For Institutional Leaders
The BJOG review gives you the evidence base to act. Pull your data: which immigrant-serving zip codes show late-entry prenatal rates above the state average, and how do preterm birth rates track there? If they diverge from your general population, you have a policy-generated disparity. Declare sanctuary status, remove immigration-status fields from EHR intake, and host know-your-rights workshops. Earlier prenatal care = fewer NICU admissions = lower cost.
For Everyone
Twenty-four studies. Twenty-nine examined, twenty-four confirmed the same thing: when a country tells pregnant women they might be deported, those women stop going to the doctor. Not because they don’t want care — because they’re choosing between a prenatal visit and keeping their family together. The babies pay the price — born too early, born too small, or not born at all.
Next steps
  1. Assess your immigrant patient population using census-tract data and community-health-worker intelligence — not patient-reported status.

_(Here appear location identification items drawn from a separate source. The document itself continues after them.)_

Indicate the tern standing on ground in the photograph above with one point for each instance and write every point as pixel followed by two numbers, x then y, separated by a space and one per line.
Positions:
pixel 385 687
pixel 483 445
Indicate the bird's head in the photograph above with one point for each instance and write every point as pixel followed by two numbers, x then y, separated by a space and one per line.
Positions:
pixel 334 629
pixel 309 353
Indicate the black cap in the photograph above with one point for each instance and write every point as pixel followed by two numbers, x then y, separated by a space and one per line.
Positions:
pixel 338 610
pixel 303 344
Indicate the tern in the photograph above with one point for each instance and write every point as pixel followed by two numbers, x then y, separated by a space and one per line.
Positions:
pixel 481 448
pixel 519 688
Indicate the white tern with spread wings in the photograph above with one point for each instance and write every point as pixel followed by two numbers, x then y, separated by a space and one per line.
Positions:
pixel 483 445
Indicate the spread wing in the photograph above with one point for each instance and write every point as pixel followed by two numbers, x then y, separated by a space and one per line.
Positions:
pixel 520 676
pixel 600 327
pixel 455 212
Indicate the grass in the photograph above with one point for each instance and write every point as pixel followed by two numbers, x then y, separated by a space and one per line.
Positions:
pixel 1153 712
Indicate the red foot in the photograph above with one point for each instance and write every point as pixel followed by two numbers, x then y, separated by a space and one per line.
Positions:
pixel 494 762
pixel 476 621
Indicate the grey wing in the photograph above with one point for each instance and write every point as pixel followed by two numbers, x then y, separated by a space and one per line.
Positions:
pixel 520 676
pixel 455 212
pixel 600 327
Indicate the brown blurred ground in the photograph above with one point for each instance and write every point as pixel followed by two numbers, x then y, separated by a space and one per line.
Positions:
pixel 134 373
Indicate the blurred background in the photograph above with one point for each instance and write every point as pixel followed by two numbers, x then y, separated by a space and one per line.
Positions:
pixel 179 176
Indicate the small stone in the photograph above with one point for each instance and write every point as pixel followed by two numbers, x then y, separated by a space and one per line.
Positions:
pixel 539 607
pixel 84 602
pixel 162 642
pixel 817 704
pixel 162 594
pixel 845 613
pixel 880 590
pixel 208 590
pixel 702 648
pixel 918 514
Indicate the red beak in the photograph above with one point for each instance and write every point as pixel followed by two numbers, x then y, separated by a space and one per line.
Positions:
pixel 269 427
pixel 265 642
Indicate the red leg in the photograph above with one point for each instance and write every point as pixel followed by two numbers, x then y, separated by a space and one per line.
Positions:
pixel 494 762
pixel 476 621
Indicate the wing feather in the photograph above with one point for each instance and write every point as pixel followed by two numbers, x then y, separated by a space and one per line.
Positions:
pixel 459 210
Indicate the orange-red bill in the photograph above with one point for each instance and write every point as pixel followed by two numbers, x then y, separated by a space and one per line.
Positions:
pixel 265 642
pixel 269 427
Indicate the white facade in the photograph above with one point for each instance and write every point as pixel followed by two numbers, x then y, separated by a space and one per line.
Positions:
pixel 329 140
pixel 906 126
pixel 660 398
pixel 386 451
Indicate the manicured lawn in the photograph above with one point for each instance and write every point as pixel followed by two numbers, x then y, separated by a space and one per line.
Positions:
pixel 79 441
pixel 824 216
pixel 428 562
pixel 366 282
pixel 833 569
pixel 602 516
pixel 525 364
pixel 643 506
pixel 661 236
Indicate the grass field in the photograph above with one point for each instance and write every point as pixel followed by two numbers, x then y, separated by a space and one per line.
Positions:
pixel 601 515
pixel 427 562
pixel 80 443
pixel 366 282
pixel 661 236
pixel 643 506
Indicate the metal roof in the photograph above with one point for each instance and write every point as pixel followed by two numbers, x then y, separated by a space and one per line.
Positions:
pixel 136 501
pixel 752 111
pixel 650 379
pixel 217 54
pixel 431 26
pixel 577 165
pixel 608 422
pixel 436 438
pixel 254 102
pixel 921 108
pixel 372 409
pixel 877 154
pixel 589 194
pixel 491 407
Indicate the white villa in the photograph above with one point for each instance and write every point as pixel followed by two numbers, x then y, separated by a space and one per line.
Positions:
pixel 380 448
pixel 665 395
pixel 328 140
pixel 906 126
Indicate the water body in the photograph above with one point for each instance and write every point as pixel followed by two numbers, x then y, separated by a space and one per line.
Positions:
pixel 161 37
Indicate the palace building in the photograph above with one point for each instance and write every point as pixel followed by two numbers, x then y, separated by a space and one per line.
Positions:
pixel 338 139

  2. Implement sanctuary protocols: no status questions on intake, no data sharing with enforcement, multilingual privacy signage.
  3. Train front-desk and triage staff on trauma-informed intake for patients with documentation fears.
  4. Track late-entry prenatal care rates and adverse outcomes by zip code — your proxy for policy-driven avoidance.
  5. Submit written testimony to your state legislature citing the BJOG review when anti-immigrant legislation is proposed.
Sources & provenance

Primary source: Labora Rounds · Research Intelligence, Maternal Health & Birth Outcomes (Harvard/BYU review, BJOG 2025). — source-screenshot verification in progress.

Source: Labora Rounds · Research Intelligence, Maternal Health & Birth Outcomes (Harvard/BYU review, BJOG 2025).
Status: Active crisis · Immigration policy is now measurable maternal-health policy.
Watch for: New immigration-enforcement executive orders or ICE directives near healthcare sites; state anti-sanctuary legislation; follow-up publications from the Harvard/BYU team; CDC MMWR maternal-mortality reports with immigration-status stratification; ACOG policy statements.